Bernie Sanders, qui vient de remporter la primaire démocrate de l'Indiana, reste loin derrière Hillary Clinton. Mais il aura été bien plus qu'un candidat de témoignage. Mark Binelli l’a suivi de près pendant 48 h.
La toute première question qu’on pose à Bernie lors de sa toute première assemblée locale en Iowa vient d’un jeune homme barbu qui porte un t-shirt à l’effigie de Green Lantern. Il veut savoir ce que le candidat a l’intention de faire quant à la réglementation du poker en ligne, s’il est élu président.
« Je vais être très honnête avec vous : ça n’est pas une question à laquelle j’ai beaucoup songé », répond du tac au tac Bernie Sanders, 73 ans, sénateur du Vermont depuis 2007. Il fait une pause puis marmonne : « Il me semble qu’un de mes enfants joue beaucoup au poker. Si la question est de savoir si les grandes entreprises peuvent arnaquer les joueurs de poker, la réponse est non. Vous voyez ce que je veux dire ? Une des choses que vous apprenez en tant que sénateur américain, c’est que tout problème a une solution. »
Sanders a les cheveux particulièrement blancs et une façon brutale de s’exprimer. Son débit de parole et son fort accent de Brooklyn rappellent étrangement Larry David. Ou, plus précisément, Larry David imitant Georges Steinbrenner dans Seinfeld. « On a beaucoup plus écrit sur mes cheveux que sur mon programme d’infrastructure ou mon programme pour l’éducation supérieure – pas de question là-dessus », s’en plaindra Sanders auprès de moi plus tard.
En ce jeudi soir de mai, Sanders prononce un discours à l’université privée catholique Saint Ambroise de Davenport, dans l’Iowa. Par pur hasard, Rick Santorum se trouve lui-aussi à Davenport, pour lancer sa campagne de 2016 en Iowa. D’après le registre de la ville de Des Moines, le discours de Santorum a attiré environ 80 personnes. Ce sont près de 700 personnes qui se sont déplacées pour Sanders – la meilleure performance réalisée par un candidat en Iowa durant cette campagne électorale.
La montée d’un candidat à gauche du favori est presque devenue une habitude en tout début des primaires démocrates : Bill Bradley en 2000, le compagnon de Sanders du Vermont, Howard Dean, en 2004, Barack Obama en 2008. Mais Sanders se situe à gauche de tous ces révoltés.

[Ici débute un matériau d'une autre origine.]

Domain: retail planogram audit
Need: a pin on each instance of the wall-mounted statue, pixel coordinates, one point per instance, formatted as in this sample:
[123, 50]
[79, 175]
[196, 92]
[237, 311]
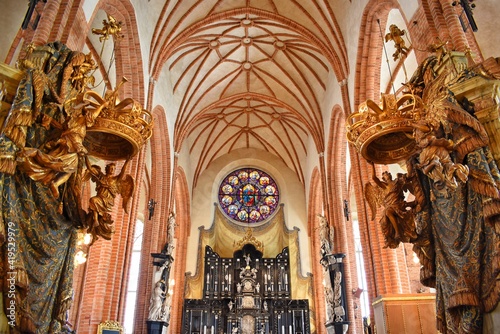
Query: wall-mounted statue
[54, 124]
[454, 217]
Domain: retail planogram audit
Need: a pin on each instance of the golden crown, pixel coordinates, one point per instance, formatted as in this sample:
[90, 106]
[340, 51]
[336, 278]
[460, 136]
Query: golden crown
[120, 129]
[384, 133]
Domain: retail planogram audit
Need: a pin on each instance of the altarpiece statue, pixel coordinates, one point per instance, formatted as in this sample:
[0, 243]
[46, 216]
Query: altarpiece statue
[54, 124]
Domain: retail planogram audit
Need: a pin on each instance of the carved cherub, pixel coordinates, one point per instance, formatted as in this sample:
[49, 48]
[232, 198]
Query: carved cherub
[395, 34]
[397, 219]
[108, 186]
[110, 28]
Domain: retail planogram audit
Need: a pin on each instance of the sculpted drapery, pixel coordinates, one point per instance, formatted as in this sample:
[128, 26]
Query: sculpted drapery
[453, 221]
[41, 222]
[460, 213]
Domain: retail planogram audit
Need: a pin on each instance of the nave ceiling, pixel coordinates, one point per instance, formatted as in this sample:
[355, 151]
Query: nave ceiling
[248, 74]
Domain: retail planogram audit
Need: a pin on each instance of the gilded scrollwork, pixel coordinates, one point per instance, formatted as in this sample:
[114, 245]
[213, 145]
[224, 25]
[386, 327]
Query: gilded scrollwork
[54, 124]
[453, 220]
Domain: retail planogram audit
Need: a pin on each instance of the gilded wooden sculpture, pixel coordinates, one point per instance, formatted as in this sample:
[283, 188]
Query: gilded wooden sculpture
[454, 217]
[54, 125]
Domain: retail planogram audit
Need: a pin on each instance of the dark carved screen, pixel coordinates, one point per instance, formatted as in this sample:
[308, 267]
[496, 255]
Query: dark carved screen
[246, 294]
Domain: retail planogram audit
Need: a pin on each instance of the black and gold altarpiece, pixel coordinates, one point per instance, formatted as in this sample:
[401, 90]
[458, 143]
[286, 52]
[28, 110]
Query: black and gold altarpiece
[246, 294]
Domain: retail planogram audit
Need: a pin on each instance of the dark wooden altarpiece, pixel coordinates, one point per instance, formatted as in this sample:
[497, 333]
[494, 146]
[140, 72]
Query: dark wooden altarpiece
[246, 294]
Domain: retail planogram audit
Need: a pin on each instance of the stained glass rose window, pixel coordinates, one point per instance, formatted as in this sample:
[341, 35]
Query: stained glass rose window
[248, 195]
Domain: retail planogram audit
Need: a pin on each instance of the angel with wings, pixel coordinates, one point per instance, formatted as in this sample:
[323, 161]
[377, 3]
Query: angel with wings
[397, 220]
[395, 34]
[112, 27]
[108, 185]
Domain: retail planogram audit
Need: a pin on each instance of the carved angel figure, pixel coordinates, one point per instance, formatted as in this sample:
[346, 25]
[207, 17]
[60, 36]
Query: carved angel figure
[325, 235]
[435, 161]
[397, 219]
[110, 28]
[108, 185]
[395, 34]
[155, 308]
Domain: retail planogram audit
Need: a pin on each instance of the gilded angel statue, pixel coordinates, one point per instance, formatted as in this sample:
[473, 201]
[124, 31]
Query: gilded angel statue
[395, 34]
[397, 218]
[108, 186]
[326, 235]
[111, 27]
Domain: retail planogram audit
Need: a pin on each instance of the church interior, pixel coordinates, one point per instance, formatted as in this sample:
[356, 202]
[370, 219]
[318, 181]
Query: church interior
[250, 166]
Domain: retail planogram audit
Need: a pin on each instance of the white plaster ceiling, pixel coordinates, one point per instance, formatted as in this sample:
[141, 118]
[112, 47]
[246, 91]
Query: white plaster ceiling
[249, 74]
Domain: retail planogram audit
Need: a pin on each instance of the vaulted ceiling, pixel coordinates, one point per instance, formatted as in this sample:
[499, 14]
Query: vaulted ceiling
[248, 74]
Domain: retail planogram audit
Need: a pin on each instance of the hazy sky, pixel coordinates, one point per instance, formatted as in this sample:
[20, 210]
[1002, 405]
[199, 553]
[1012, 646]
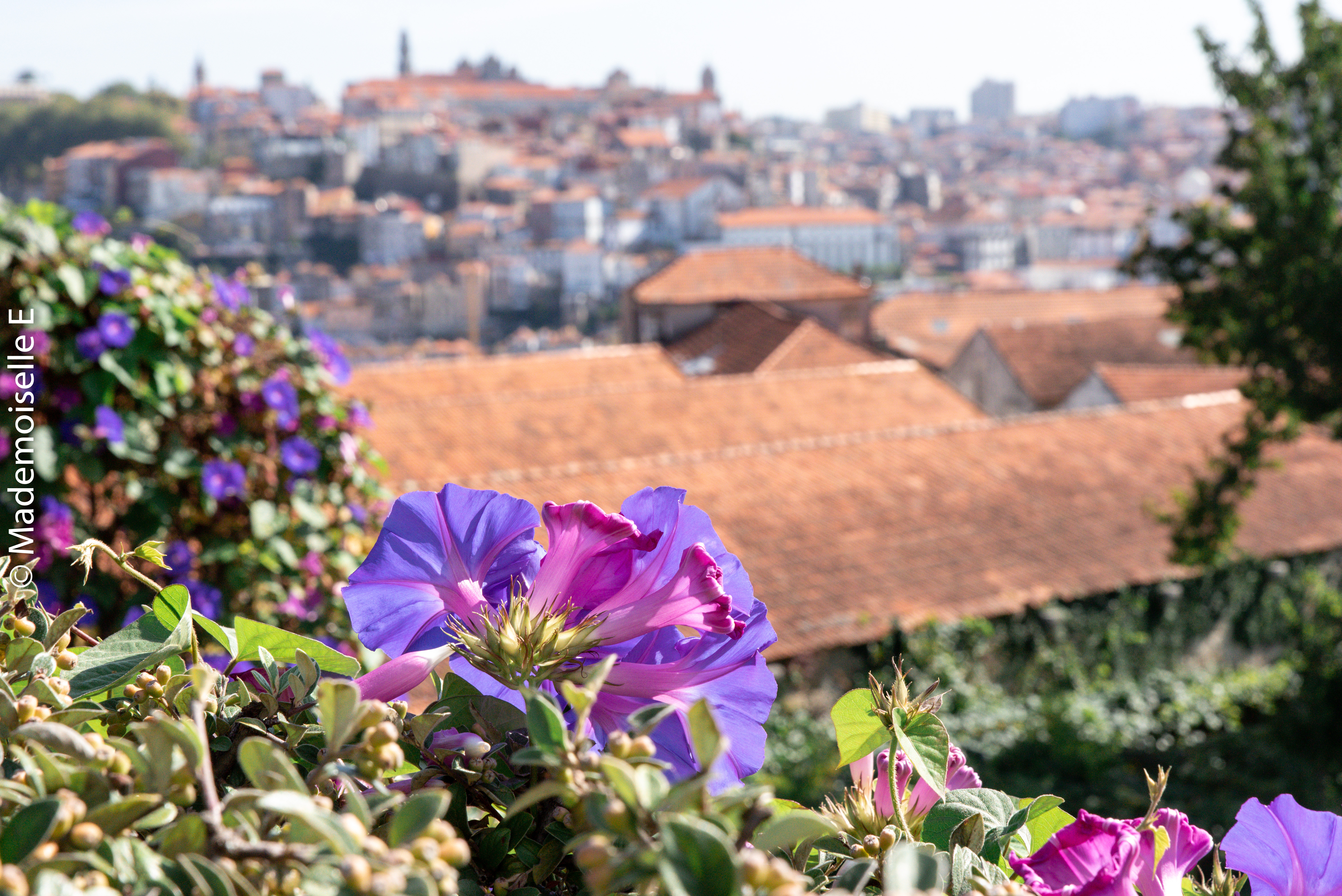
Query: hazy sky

Son adversaire, Hillary Clinton, serait la première femme à être élue présidente des États-Unis ; Sanders serait le premier président à se déclarer ouvertement socialiste. Il attire l’attention de ses concitoyens sur l’Europe, en particulier sur la Scandinavie, en expliquant comment on pourrait mettre les choses en pratique : avec des programmes d’aide sociale généreux assurant un revenu minimum pour tous, mis en application rapidement par un gouvernement fort et actif, et financé par des taxes plus élevées sur les grandes entreprises, ainsi que par la réduction des dépenses inutiles dans des secteurs comme, disons, les deux milliards de dollars pour la guerre en Irak.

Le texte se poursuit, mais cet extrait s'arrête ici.